Le paysage, le temps et la terre.
-NOTE D'INTENTIONS DE L'EXPOSITION-

A Giroussens, le temps devient palpable. La vie est un souffle précieux. Le vertige est une expérience au quotidien.

Tu te trouves au bord de la falaise, et ton regard est trompeur. Tu te croirais dans un tableau de la renaissance avec ce désir de toucher le paysage lointain. Le soleil brille dans les méandres d'un fleuve sans nom, et le paysage à perte de vue s'ouvre à ton regard.
Plus près, caché par les buissons, il y'a une pente raide vers le précipice, un escarpement creusé par le travail des eaux.

Tu te trouves au bord de la rivière et tu regardes le courant. Ton regard dérive en suivant le cours de l'eau. A l'ombre des grands arbres elle porte les reflets du ciel. Par contre, en plein soleil elle est opaque; couleur argile. Tu te fais une image à données variables.
Approche toi, et mets ta main dans l'eau. L'image s'en va, est-ce bien ça
un fragment de ce paysage?

L'art est une oeuvre d'équilibristes. La création est un début à vivre. On balance entre le plein et le vide, entre la préhension et l'image du paysage.
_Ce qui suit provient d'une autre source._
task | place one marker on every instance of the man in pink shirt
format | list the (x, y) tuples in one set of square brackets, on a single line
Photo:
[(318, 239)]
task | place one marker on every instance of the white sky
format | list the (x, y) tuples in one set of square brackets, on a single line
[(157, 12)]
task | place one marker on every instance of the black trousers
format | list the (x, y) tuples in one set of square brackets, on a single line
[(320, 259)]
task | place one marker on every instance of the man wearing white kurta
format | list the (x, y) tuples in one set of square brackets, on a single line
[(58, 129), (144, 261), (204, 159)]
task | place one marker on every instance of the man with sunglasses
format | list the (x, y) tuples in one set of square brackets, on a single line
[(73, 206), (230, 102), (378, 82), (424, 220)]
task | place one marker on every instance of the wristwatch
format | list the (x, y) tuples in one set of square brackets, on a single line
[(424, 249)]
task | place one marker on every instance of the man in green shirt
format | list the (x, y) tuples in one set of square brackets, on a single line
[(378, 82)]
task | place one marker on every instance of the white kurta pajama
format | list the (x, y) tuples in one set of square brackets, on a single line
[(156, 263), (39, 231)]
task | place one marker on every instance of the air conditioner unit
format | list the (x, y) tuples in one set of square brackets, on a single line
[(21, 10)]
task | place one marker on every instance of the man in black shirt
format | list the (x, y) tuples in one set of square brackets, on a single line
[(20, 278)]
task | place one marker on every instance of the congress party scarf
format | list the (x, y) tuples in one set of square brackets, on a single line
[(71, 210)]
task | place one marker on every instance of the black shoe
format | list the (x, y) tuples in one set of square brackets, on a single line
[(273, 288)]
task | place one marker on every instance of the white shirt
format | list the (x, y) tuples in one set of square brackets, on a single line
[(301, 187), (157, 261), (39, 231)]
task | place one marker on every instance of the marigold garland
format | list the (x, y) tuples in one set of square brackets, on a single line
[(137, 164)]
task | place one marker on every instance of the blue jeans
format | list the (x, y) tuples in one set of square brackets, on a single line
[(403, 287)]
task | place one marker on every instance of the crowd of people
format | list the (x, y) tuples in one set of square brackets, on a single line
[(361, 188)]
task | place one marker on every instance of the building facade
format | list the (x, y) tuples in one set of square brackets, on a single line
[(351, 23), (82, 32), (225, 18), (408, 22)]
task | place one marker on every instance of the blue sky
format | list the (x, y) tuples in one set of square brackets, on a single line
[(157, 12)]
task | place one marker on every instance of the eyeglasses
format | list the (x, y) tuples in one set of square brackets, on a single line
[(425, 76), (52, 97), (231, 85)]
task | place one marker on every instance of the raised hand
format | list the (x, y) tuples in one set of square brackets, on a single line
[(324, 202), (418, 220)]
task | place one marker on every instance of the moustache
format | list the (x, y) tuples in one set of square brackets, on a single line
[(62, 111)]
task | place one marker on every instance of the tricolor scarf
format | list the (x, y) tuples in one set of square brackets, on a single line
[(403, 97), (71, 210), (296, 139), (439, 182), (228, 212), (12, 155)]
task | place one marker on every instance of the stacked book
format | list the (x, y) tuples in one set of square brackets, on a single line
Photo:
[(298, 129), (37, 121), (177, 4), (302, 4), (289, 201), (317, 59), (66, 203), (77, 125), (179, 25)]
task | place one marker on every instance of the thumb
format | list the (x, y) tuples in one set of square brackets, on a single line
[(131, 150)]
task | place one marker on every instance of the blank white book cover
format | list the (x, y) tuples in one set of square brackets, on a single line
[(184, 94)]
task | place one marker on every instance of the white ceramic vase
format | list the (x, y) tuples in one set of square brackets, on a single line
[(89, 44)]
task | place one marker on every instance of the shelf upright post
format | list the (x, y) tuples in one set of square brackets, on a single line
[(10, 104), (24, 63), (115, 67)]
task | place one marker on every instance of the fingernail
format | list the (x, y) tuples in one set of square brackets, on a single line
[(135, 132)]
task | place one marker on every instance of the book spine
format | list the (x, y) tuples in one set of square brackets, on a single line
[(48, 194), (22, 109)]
L'exposition: ´le paysage, le temps et la terre' est une confrontation entre un rêve du lointain et la chute du présent; la tension et la possible rupture, entre matérialité et immatérialité. C'est la coïncidence du cheminement de Laure Giraudeau (vidéo) et de Maarten Stuer (céramique) sur une pente raide parsemée de pierres et d'épines. C'est aussi la rencontre de la terre et de l'image dans la Maison de la Céramique à Giroussens.

Le temps et le paysage

Le temps n'est pas une donnée invariable. Il s'agit de plusieurs courants, d'échelles et de mouvements variés. Il y a le temps de la montagne et le temps de la fourmi. Il y a des rapides ou le temps s'accélère et des marais ou le courant est à peine audible.
La façon dont l'image vidéo et l'objet-argile s'inscrivent dans le temps est radicalement différente. L'image vidéo nécessite le déroulement du temps pour exister tandis que la sculpture concentre en un objet les temporalités. Cette exposition à la Maison de la Céramique de Giroussens est la rencontre entre la durée d'une installation vidéo et le moment de l'objet céramique, entre l'expansion et la concentration du temps et de l'espace.
Le rapport que nous avons avec la fragilité de la matière (la terre crue, la terre cuite) et celui avec la réalité fugace de l'image (d'une prise de vue, d'une séquence); ce sont deux expériences du temporel.
Le temps de l'image et le temps de la matière sont les pôles de notre recherche autour du paysage.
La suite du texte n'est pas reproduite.